Improved catalytic hydrocarbon conversion processes have created interest in utilizing olefinic feedstocks, such as petroleum refinery streams rich in lower olefins, for producing C.sub.5.sup.+ gasoline, diesel fuel, etc. In addition to the basic work derived from ZSM-5 type zeolite catalyst research, a number of discoveries have contributed to the development of a new industrial process, known as Mobil Olefins to Gasoline/Distillate (MOGD). This process has significance as a safe, environmentally acceptable technique for utilizing refinery streams that contain lower olefins, especially C.sub.2 -C.sub.5 alkenes. This process may supplant conventional alkylation units. In U.S. Pat. Nos. 3,960,978 and 4,021,502, Plank, Rosinski and Givens disclose conversion of C.sub.2 -C.sub.5 olefins, alone or in admixture with paraffinic components, into higher hydrocarbons over crystalline zeolites having controlled acidity. Garwood et al have also contributed improved processing techniques to the MOGD system, as in U.S. Pat. Nos. 4,150,062, 4,211,640 and 4,227,992. The above-identified disclosures are incorporated herein by reference.
Conversion of lower olefins, especially propene and butenes, over H-ZSM-5 is effective at moderately elevated temperatures and pressures. The conversion products are sought as liquid fuels, especially the C.sub.5.sup.+ aliphatic and aromatic hydrocarbons. Olefinic gasoline is produced in good yield by the MOGD process and may be recovered as a product or recycled to the reactor system for further conversion to distillate-range products.
As a consequence of the relatively low reactivity of ethene (ethylene) with known zeolite oligomerization catalysts prior distillate-mode reactor systems designed to completely convert a large ethylenic component of feedstock would require much larger size than comparable reactor systems for converting other lower olefins. However, under severe conditions of temperature and pressure, 75% or more of ethene can be converted in a single pass. Recycle of a major amount of ethene gas from the reactor effluent can result in significant increases in equipment size especially recycle compressors.

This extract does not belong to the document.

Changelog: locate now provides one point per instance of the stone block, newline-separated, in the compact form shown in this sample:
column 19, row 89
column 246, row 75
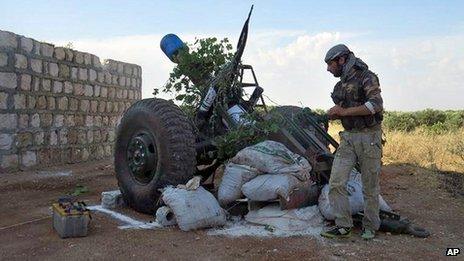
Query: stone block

Olefinic feedstocks may be obtained from various sources, including fossile fuel processing streams, such as gas separation units, cracking of C.sub.2.sup.+ hydrocarbons, coal byproducts, alcohol or ether conversion, and various synthetic fuel processing streams. Cracking of ethane and conversion of effluent is disclosed in U.S. Pat. No. 4,100,218 and conversion of ethane to aromatics over Ga-ZSM-5 is disclosed in U.S. Pat. No. 4,350,835. Olefinic effluent from fluidized catalytic cracking of gas oil or the like is a valuable source of olefins suitable for exothermic conversion according to the present MOGD process. It has been found that an olefin-oligomerization processing utilizing C.sub.2.sup.+ olefinic feedstock can be operated to fractionate the effluent for ethene recovery. Accordingly, it is an object of the present invention to provide a unique effluent fractionation system for recovery of unreacted ethylene or the like for operation of an integrated MOGD type reactor system.